Corsica
The following page describes the steps and additional data sets necessary to create a population and simulation for Corsica.
Additional data
A) Buildings database (BD TOPO)
You need to download the region-specific buildings database.
In the sidebar on the right, under Téléchargement anciennes éditions, click on BD TOPO® 2022 GeoPackage Départements to go to the saved data publications from 2022.
The data is split by department and they are identified with a number. For Corsica, download:
Corse-du-Sud (2A)
Haute-Corse (2B)
Copy the two 7z files into
data/bdtopo_corsica
.
B) OpenStreetMap data
Only if you plan to run a simulation (and not just generate a synthetic population),
you need to obtain additional data from OpenStreetMap.
Geofabrik provides a cut-out for the Corsica region: corse-220101.osm.pbf.

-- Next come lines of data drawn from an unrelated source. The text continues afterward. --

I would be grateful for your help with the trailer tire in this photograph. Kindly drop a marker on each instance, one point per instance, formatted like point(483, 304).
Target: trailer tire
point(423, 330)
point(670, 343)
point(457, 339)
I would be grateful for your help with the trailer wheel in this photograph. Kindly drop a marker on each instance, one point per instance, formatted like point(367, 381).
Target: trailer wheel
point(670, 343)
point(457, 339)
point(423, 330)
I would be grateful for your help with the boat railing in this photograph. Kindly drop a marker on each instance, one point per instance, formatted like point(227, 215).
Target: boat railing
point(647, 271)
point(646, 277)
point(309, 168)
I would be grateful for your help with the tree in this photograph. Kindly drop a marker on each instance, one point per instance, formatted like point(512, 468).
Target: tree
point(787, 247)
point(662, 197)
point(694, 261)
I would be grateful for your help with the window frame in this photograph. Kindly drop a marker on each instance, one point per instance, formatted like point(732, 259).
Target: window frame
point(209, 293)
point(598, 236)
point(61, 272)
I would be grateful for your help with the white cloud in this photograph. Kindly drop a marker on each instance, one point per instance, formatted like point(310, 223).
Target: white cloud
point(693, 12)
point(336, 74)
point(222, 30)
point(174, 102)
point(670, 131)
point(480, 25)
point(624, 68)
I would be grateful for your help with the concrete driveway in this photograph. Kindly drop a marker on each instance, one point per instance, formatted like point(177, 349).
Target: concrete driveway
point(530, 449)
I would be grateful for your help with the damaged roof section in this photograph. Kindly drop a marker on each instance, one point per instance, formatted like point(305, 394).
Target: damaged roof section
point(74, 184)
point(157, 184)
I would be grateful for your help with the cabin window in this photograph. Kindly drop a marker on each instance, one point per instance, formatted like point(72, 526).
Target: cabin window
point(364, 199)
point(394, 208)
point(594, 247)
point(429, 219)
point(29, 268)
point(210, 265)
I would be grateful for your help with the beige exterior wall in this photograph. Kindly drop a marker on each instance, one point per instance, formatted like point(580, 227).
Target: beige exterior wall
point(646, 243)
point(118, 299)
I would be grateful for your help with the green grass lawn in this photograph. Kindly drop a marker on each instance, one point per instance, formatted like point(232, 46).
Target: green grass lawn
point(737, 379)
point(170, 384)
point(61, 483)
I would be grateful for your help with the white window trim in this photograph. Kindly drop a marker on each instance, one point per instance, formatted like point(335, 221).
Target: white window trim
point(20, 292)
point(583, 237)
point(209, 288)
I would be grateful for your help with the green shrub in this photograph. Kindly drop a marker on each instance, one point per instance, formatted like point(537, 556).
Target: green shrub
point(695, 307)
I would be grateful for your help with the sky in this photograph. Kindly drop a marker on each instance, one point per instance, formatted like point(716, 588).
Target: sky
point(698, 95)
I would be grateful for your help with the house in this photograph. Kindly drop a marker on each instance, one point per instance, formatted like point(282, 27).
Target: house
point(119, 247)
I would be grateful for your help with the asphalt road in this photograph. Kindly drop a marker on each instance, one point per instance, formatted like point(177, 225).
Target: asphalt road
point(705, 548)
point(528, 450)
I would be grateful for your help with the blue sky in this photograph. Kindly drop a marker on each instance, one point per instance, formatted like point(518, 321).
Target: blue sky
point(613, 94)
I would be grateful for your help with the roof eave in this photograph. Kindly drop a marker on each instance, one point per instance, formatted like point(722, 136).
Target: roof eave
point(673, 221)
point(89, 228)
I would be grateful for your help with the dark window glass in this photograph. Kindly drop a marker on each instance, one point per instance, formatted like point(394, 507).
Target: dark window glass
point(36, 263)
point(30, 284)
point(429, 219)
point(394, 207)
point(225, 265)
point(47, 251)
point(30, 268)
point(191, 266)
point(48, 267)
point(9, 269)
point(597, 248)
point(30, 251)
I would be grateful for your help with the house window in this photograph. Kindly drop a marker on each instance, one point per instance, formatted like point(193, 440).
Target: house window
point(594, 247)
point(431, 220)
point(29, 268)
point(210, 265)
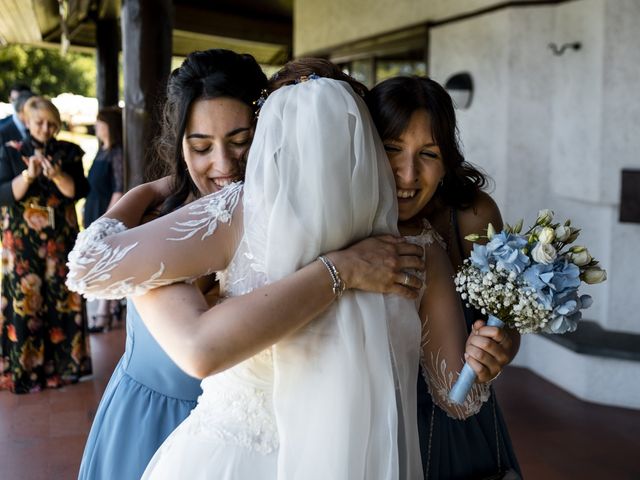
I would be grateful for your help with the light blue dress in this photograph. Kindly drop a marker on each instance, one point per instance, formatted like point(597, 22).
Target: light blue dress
point(147, 397)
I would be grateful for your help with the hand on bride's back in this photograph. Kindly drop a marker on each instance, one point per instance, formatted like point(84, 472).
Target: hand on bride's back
point(382, 264)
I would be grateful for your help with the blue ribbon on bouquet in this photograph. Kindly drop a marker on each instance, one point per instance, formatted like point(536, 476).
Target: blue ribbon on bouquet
point(467, 377)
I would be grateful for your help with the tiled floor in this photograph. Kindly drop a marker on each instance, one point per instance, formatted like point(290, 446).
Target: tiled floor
point(556, 436)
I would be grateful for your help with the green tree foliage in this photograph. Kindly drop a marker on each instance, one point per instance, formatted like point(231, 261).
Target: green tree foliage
point(46, 71)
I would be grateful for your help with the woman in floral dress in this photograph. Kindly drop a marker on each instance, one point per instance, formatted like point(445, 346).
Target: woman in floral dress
point(42, 335)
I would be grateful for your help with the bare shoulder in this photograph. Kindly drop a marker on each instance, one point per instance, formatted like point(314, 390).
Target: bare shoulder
point(475, 218)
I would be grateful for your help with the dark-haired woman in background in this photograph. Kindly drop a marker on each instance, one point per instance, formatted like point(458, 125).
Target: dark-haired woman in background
point(416, 120)
point(106, 179)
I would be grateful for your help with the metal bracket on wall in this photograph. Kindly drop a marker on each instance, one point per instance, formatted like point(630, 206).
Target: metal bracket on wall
point(561, 49)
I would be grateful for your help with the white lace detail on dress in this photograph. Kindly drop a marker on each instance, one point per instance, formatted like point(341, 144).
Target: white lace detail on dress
point(236, 406)
point(209, 211)
point(434, 370)
point(92, 259)
point(237, 412)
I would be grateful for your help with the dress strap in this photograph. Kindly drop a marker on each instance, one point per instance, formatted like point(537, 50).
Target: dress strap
point(456, 230)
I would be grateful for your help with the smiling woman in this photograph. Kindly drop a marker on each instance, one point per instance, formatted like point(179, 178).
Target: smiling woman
point(216, 142)
point(42, 336)
point(207, 129)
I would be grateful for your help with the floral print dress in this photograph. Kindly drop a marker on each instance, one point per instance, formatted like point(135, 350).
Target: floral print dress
point(43, 340)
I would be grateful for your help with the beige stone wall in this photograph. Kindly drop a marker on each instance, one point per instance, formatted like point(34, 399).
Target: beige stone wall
point(320, 25)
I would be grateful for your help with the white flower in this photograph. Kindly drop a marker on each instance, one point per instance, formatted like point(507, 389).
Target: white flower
point(491, 231)
point(594, 275)
point(547, 235)
point(579, 256)
point(544, 217)
point(544, 253)
point(562, 233)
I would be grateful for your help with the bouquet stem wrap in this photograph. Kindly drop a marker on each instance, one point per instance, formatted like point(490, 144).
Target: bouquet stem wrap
point(467, 377)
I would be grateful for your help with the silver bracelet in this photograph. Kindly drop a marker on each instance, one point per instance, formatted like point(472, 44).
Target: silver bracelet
point(338, 286)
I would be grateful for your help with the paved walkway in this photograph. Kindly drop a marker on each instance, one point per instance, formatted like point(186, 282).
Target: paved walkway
point(556, 436)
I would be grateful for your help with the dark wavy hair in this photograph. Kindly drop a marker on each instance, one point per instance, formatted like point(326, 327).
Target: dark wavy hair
point(303, 67)
point(393, 102)
point(208, 74)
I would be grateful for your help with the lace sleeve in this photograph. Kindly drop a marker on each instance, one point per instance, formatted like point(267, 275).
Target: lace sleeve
point(110, 261)
point(444, 335)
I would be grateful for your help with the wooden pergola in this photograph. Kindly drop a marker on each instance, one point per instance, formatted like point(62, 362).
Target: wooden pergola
point(148, 33)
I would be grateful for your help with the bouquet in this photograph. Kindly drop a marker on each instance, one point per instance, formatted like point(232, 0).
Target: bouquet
point(527, 281)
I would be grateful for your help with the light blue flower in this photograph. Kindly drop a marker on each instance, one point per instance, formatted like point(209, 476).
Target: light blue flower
point(566, 276)
point(540, 277)
point(566, 313)
point(479, 257)
point(505, 250)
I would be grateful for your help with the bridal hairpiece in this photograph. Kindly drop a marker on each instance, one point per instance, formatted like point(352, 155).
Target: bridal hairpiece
point(264, 93)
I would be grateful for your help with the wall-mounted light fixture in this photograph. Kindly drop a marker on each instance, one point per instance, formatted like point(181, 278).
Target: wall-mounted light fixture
point(460, 87)
point(561, 49)
point(630, 196)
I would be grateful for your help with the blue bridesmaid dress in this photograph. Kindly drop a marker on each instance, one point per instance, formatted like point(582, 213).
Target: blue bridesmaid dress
point(147, 397)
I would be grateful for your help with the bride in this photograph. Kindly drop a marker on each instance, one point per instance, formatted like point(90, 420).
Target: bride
point(284, 397)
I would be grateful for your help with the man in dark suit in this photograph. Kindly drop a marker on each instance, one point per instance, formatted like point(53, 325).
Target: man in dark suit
point(14, 128)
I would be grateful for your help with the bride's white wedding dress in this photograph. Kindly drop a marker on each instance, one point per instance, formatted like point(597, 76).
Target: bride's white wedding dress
point(336, 400)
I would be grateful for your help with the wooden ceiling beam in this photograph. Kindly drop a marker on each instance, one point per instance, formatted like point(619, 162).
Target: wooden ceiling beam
point(220, 24)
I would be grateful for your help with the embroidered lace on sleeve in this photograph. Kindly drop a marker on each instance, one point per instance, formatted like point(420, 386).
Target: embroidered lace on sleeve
point(438, 369)
point(440, 378)
point(208, 211)
point(110, 261)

Download the region file in .osm.pbf format and put the file into the
folder data/osm_corsica
.
C) GTFS data
Again, only if you want to run simulations, the digital transit schedule is required. Unfortunately, there is no consolidated GTFS schedule avaiable for the region of interest. Hence, it is necessary to collect all relevant GTFS schedules one by one.
Download all the zip’d GTFS schedules and put them into the folder data/gtfs_corsica
.
D) Adresses database (BAN)
You need to download the region-specific adresses database :
Click on the link adresses-xx.csv.gz where xx = departments codes (2A and 2B)
Copy the gz files into
data/ban_corsica
.
Overview
Afterwards, you should have the following additional files in your directory structure:
data/bdtopo_corsica/BDTOPO_3-0_TOUSTHEMES_GPKG_LAMB93_D02A_2022-03-15.7z
data/bdtopo_corsica/BDTOPO_3-0_TOUSTHEMES_GPKG_LAMB93_D02B_2022-03-15.7z
data/ban_corsica/adresses-2A.csv.gz
data/ban_corsica/adresses-2B.csv.gz
Only for simulation:
data/osm_corsica/corse-220101.osm.pbf
data/gtfs_corsica/GTFS été 2021.zip
data/gtfs_corsica/cars2a-gtfs.zip
data/gtfs_corsica/cars2b-gtfs.zip
Note that the file names may change slightly over time as GTFS schedule are updated continuously.
Generating the population
To generate the synthetic population, the config.yml
needs to be updated.
By default the pipeline will filter all other data sets for the
Île-de-France region. To make it use the selected region, adjust the
configuration as follows:
config:
# ...
regions: [94]
# ...
This will make the pipeline filter all data sets for the Corsica region.
Finally, to not confuse output names, we can define a new prefix for the output files:
config:
# ...
output_prefix: corsica_
# ...
For the specific use case of Corsica, it makes sense to reduce the matching threshold between activity chains and persons as only little data for Corsica is available in the ENTD survey. This might be improved in the future by reusing data from other regions or using a more detailed HTS:
config:
# ...
matching_minimum_observations: 5
# ...
You can now enter your Anaconda environment and call the pipeline with the
synthesis.output
stage activated. This will generate a synthetic population
for Corsica.
Running the simulation
To prepare the pipeline for a simulation of Lyon, the paths to the OSM data sets and to the GTFS schedule must be adjusted explicitly:
config:
# ...
gtfs_path: gtfs_corsica
osm_path: osm_corsica
ban_path: ban_corsica
bdtopo_path: bdtopo_corsica
# ...
To test the simulation and generate the relevant MATSim files, run the pipeline
with the matsim.output
stage enabled.